During a keynote speech, Chief Technical Officer Ray Ozzie will seek to translate how Microsoft's hosted services relate to developers and IT professionals, according to people familiar with the plans.
Until now, Microsoft's top executives have discussed Live products, such as the company's Windows Live and Office Live, primarily as consumer or small-business services--including instant messenger, Web-based e-mail, Web hosting, and mapping.
But as it builds a full line of services, Microsoft is firmly keeping the developer and IT professional in mind, say company executives.
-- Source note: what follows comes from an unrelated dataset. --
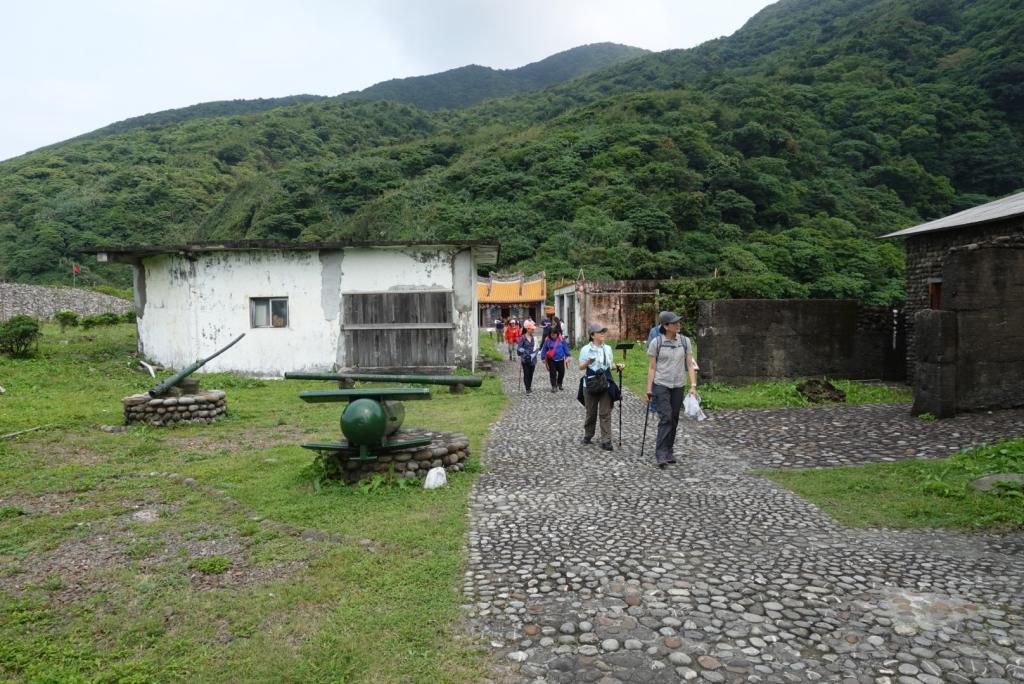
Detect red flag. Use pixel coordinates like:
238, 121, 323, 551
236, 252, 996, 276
73, 264, 80, 274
Next week, Microsoft is expected to launch a Web site, called Windows Live Dev, to offer software developers some technical resources and ideas for using Microsoft services. The site is meant to complement an existing Microsoft Developer Network site launched in March.
Making services useful to developers and IT professionals--Microsoft's traditional audience--is one way Microsoft can differentiate itself from online competitors Google and Yahoo, which typically appeal to consumers, said analysts.
"If Microsoft is able to pique the attention of developers, developers will be surprised with the collection of services Microsoft already has," said Peter O'Kelly, an analyst at the Burton Group. "It's not like they are jumping into the game to draft behind Google."
My API: Have at it
Google's efforts to diversify from its core search business with hosted applications, such as Google Spreadsheets, typically generate a great deal of media coverage and speculation.
The search giant has taken several steps to make its Web properties be programmable, making them a suitable platform for building mash-up applications that combine information from multiple Internet sources.
Google actively courts developers by providing application programming interfaces (APIs) on a dedicated Web site it launched last year. This allows developers or partners to write mash-up applications that tap into--and drive traffic to--Google's Web properties, such as search, Google Maps or its ad-serving service.
Though Google doesn't sell development tools, its engineers have created some, such as a recently released AJAX Web development kit for Java programmers.
These developer-friendly moves should worry Microsoft, said Bernstein Research analyst Charles DiBona. Pundits say if more developers begin designing applications around Web sites, rather than the Windows operating system, Microsoft stands to lose.
"We think that Google poses a threat to Microsoft long-term by offering an alternate platform for application development," DiBona wrote in a research note on Wednesday. "But we also believe that Microsoft recognizes this threat and is investing appropriately in its own operations to counter it."